Continental system is critical to stop drain to US, Patrick Aebischer argues

May 14, 2015

Source: Reuters

Upward mobility: leader calls for institutions where staff can rise on merit

The head of the highest ranked young university in the world has called for the implementation of a Europe-wide tenure track system to stop junior staff moving across the Atlantic to advance their careers.

Patrick Aebischer, president of Switzerland’s École Polytechnique Fédérale de Lausanne – which topped Times Higher Education’s 100 Under 50 rankings this year – said that Europe’s universities needed to create a “real market for faculty” or risk losing talented staff to the US.

During his keynote speech at THE’s Young Universities Summit in Dublin, he said: “For my generation, you had to go to the United States to make a name for yourself, to become a world-class faculty.
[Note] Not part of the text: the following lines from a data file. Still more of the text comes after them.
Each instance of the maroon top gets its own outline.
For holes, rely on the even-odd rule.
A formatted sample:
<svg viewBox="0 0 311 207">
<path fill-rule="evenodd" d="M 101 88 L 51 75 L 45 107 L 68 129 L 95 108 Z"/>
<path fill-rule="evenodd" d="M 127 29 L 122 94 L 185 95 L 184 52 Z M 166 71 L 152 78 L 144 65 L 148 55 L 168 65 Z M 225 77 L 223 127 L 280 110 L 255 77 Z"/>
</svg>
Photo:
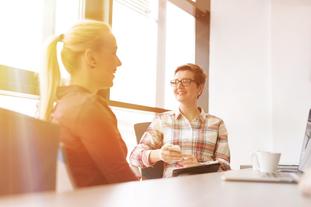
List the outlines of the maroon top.
<svg viewBox="0 0 311 207">
<path fill-rule="evenodd" d="M 78 187 L 137 180 L 115 116 L 104 99 L 78 86 L 59 87 L 52 121 L 61 128 Z"/>
</svg>

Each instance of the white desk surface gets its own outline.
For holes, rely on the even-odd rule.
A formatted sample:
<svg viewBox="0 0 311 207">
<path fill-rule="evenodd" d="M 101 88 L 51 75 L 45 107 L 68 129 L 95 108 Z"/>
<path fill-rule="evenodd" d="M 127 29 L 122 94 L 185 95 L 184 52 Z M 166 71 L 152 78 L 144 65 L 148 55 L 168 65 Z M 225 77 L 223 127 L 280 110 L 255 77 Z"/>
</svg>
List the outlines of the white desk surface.
<svg viewBox="0 0 311 207">
<path fill-rule="evenodd" d="M 0 196 L 0 206 L 311 206 L 296 184 L 225 181 L 224 173 Z"/>
</svg>

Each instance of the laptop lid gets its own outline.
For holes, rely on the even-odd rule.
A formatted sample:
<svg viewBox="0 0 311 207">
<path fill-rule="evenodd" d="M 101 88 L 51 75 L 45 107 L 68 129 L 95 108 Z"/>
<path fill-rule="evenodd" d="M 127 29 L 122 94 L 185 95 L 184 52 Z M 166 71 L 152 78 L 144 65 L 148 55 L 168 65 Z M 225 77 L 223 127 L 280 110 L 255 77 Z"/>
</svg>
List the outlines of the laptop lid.
<svg viewBox="0 0 311 207">
<path fill-rule="evenodd" d="M 0 196 L 55 189 L 59 129 L 0 108 Z"/>
<path fill-rule="evenodd" d="M 311 109 L 309 112 L 307 128 L 302 144 L 302 149 L 299 162 L 298 170 L 304 172 L 307 169 L 311 168 Z"/>
</svg>

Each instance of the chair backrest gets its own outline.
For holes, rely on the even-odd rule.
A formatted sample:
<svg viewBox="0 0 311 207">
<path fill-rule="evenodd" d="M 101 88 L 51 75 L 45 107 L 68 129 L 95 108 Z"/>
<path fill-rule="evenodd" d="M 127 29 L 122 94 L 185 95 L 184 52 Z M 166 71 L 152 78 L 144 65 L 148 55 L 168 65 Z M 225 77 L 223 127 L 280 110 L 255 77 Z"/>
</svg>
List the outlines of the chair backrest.
<svg viewBox="0 0 311 207">
<path fill-rule="evenodd" d="M 145 122 L 134 125 L 134 130 L 137 144 L 139 143 L 142 135 L 147 131 L 151 124 L 151 122 Z M 144 176 L 150 179 L 162 178 L 163 177 L 163 172 L 164 170 L 164 165 L 163 161 L 160 160 L 153 165 L 153 168 L 149 167 L 142 169 L 142 174 L 143 176 L 143 179 L 145 179 Z"/>
<path fill-rule="evenodd" d="M 55 190 L 58 126 L 0 108 L 0 195 Z"/>
<path fill-rule="evenodd" d="M 72 191 L 77 187 L 77 184 L 68 164 L 66 152 L 63 143 L 59 142 L 56 171 L 56 190 L 58 193 Z"/>
</svg>

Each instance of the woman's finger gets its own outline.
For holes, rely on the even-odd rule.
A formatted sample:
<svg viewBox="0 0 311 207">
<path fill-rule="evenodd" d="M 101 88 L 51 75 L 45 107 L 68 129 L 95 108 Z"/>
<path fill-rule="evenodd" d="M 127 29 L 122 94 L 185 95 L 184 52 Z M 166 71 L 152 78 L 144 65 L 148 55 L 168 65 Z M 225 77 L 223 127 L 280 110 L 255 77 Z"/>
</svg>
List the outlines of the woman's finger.
<svg viewBox="0 0 311 207">
<path fill-rule="evenodd" d="M 192 155 L 189 155 L 188 154 L 184 154 L 183 155 L 184 157 L 188 157 L 188 158 L 191 158 L 192 159 L 194 159 L 195 158 L 195 157 L 193 156 Z"/>
</svg>

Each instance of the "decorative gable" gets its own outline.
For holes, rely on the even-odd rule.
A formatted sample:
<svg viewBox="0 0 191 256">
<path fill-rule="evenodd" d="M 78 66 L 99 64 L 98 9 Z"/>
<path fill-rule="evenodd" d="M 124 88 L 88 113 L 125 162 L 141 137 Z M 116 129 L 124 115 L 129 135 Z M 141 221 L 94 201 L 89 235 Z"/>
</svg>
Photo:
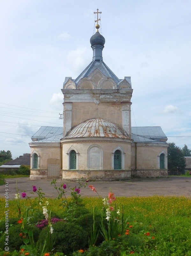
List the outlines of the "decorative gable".
<svg viewBox="0 0 191 256">
<path fill-rule="evenodd" d="M 76 84 L 73 80 L 69 78 L 64 85 L 63 89 L 76 89 Z"/>
</svg>

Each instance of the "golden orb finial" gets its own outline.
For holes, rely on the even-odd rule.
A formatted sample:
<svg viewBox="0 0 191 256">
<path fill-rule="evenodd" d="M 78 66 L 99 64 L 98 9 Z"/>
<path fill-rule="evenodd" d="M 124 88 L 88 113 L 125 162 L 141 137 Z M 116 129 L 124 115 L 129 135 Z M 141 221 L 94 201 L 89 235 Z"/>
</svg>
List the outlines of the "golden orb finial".
<svg viewBox="0 0 191 256">
<path fill-rule="evenodd" d="M 100 26 L 99 24 L 96 24 L 95 26 L 96 28 L 97 28 L 97 29 L 99 29 L 99 28 L 100 28 Z"/>
<path fill-rule="evenodd" d="M 100 13 L 100 14 L 101 14 L 101 12 L 99 12 L 98 11 L 99 11 L 99 9 L 97 9 L 97 12 L 94 12 L 93 13 L 94 14 L 97 14 L 97 20 L 95 21 L 95 22 L 97 22 L 97 24 L 95 25 L 96 28 L 97 28 L 97 32 L 98 32 L 98 29 L 99 29 L 99 28 L 100 27 L 100 26 L 98 24 L 98 21 L 99 21 L 99 20 L 100 20 L 100 19 L 98 19 L 98 14 L 99 14 L 99 13 Z"/>
</svg>

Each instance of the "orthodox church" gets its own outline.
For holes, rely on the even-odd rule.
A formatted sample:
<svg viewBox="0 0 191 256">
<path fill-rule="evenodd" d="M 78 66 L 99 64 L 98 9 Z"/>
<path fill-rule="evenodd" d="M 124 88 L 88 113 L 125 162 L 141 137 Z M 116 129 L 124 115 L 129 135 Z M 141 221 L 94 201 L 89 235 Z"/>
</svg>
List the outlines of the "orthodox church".
<svg viewBox="0 0 191 256">
<path fill-rule="evenodd" d="M 103 62 L 94 13 L 92 61 L 75 79 L 65 79 L 63 126 L 42 126 L 32 137 L 30 178 L 167 176 L 167 138 L 160 126 L 131 127 L 131 77 L 118 78 Z"/>
</svg>

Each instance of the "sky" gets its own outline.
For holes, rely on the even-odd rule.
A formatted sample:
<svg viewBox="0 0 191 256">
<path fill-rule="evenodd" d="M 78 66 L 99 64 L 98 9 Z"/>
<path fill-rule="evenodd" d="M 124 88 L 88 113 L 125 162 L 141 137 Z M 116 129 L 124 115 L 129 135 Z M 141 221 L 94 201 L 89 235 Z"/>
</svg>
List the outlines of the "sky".
<svg viewBox="0 0 191 256">
<path fill-rule="evenodd" d="M 13 159 L 40 126 L 63 125 L 61 89 L 92 60 L 97 9 L 103 61 L 131 78 L 132 126 L 191 148 L 190 0 L 1 0 L 0 150 Z"/>
</svg>

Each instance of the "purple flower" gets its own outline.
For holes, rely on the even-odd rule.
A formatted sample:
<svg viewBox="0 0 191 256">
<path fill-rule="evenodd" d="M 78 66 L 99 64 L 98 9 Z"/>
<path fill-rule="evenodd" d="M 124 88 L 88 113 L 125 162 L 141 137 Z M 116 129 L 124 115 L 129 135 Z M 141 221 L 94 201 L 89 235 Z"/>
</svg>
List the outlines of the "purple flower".
<svg viewBox="0 0 191 256">
<path fill-rule="evenodd" d="M 33 192 L 36 192 L 37 191 L 37 188 L 36 186 L 33 186 Z"/>
<path fill-rule="evenodd" d="M 26 194 L 25 192 L 22 192 L 21 193 L 21 196 L 22 197 L 26 197 Z"/>
<path fill-rule="evenodd" d="M 74 191 L 75 192 L 76 192 L 78 194 L 79 194 L 80 193 L 80 190 L 79 188 L 75 188 Z"/>
</svg>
I spent 10 years in the States.

“If we can, in Europe, compete so that the younger generation don’t feel it is necessary to go to the US, but that they can stay at our universities and make their way up the ladder, I think Europe will have won.”

He added: “My dream is to have a European-wide tenure track system for junior faculty. I think this is absolutely critical.”

Professor Aebischer cited EPFL’s decision to focus on faculty, including introducing tenure-track assistant professorships, as the “number one thing that has changed our institution”. He said such a system could be implemented by agreements between countries, although he said that “the last thing I would like” would be legislation on the issue.

Junior posts leading directly to permanent positions have been the norm in North America for many years, but they remain rare in some European countries – and this, Professor Aebischer said, had to change.

“We went to the States because that was the only way we could both become independent and make our careers. In Europe, you are much more the assistant to the professor than an independent professor…Europe does a good job for undergraduates but does not do such a good job at the graduate level.”

At EPFL, one-third of staff are in junior posts, and the rest have been promoted, said Professor Aebischer, who called this system “sustainable”.

“[Tenure track] was part of my aim to transform EPFL into a world-class technical research university,” he continued, adding that he was a “strong believer” in having more academics in permanent positions rather than throwing resources at one senior professor with scores of assistants. As a young institution, “you cannot immediately attract the best students…first you have to attract the right faculty.”

Professor Aebischer said Europe should focus on creating “nice places, where staff can go up the ladder according to merit”, that have a good funding system – “like it is in the US”.

“I think this is finally starting to happen in Europe; that’s why I want to put this tenure track together to give a chance to young Europeans to make their way up. I hope this will not just be in Western Europe. We have to include Eastern Europe, too.”